Prevention is about acting within a window of opportunity, but it is also about matching different groups of people to a treatment that is relevant to their pathology.
The classical AD pathway – which underlies the NIA-AA Research A/T/N criteria based on biological markers1- starts with amyloid-β (Aβ) deposition, and moves through accumulation of tau. This is followed by neurodegeneration, in which there is synaptic dysfunction, metabolic decline and brain atrophy – resulting ultimately in exacerbation of cognitive decline and dementia.
Targeting tau is a promising strategy because tau is so closely linked to cognitive decline
Many do not fit the classical framework
But the picture painted by Susan Landau at AAIC2020 Virtual was considerably more complex. Some people fit the framework, but others do not, she emphasized.
First, clinically diagnosed AD is not equivalent to abnormal Aβ; and this has contributed to the difficulties experienced with trials of amyloid modifying agents. People with AD who are Aβ-positive are more likely to be ApoE4 carriers, aged under 75 years, female, and show greater cognitive decline than those who are negative for Aβ.

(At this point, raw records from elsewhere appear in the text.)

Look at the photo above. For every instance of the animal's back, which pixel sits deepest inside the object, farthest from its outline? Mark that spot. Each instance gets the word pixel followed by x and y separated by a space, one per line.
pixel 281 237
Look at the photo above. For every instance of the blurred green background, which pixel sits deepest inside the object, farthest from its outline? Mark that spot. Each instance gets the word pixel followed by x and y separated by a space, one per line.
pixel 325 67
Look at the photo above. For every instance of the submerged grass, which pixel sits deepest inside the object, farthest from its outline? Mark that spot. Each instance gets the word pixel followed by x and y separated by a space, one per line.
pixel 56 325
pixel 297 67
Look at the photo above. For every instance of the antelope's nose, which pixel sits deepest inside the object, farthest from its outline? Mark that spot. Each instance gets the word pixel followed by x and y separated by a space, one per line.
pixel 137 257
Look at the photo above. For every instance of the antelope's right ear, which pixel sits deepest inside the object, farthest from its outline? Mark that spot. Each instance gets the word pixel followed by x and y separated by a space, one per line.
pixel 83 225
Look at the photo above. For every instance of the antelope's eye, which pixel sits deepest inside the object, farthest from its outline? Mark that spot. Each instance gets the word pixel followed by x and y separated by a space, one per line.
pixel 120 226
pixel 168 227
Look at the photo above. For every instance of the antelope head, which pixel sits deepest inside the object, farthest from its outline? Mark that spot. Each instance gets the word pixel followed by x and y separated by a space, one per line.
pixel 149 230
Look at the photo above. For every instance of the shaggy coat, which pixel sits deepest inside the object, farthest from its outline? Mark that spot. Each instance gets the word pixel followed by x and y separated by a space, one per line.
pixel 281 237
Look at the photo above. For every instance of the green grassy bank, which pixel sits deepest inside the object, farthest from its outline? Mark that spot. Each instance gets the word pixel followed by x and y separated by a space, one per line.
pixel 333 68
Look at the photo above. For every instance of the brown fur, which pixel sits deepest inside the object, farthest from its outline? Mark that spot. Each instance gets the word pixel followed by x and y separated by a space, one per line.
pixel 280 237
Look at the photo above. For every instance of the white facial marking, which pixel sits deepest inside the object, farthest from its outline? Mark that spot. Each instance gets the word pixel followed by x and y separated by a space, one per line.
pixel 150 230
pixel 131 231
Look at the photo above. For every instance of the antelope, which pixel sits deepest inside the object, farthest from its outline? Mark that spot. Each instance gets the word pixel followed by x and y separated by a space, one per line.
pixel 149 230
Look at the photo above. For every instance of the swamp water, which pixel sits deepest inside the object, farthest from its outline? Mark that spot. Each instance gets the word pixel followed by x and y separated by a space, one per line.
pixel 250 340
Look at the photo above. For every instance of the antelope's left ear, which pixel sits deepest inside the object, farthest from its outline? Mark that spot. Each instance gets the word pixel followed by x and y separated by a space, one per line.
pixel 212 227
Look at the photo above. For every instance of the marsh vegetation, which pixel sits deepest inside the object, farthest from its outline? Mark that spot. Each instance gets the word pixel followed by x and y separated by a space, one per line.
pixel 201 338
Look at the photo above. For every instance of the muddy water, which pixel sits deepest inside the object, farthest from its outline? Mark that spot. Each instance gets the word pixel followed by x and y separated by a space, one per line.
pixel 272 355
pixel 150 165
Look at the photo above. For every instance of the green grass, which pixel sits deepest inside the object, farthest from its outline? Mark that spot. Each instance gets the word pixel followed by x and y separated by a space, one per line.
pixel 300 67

Secondly, there are many people in whom the pathway to an AD diagnosis involves mixed pathologies or those that do not involve tau or Aβ. Nelson et al have recently suggested that – while around 40% of clinically diagnosed AD is explained by amyloid and tau - 25% is attributable to vascular disease, 17% to TDP-43, and 12% to alpha-synuclein/Lewy body pathology.2
Thirdly, abnormal tau and abnormal Aβ do not always go hand in hand. Given the evidence that amyloid precedes tau, few people have tau but not amyloid. But around a third of people who are Aβ positive have tau in the normal range.
PET imaging aims to identify a pathology profile that benefits most from lifestyle intervention
Benefit of lifestyle change independent of pathology
Many people are at some point along the classical amyloid/tau pathway. For such people, exploration of anti-amyloid and anti-tau therapies is appropriate. And targeting tau is a promising strategy because the aberrant protein seems closely linked in time to cognitive decline. Based on Mayo Clinic cohort data, Jack et al recently concluded that abnormal tau-PET is not compatible with normal cognition.3
However, for all people with an increased chance of developing AD - irrespective of pathology - reduction in lifestyle risk factors is likely to be helpful, Professor Landau argued.
Hence the current US POINTER study, based on the success of the Finnish Finger Trial,4 will enroll two thousand at-risk older adults. A subset will have MRI imaging and PET imaging to measure Aβ and tau, with the aim of identifying a profile of classical AD and cerebrovascular pathology that is most likely to benefit from multidomain lifestyle intervention.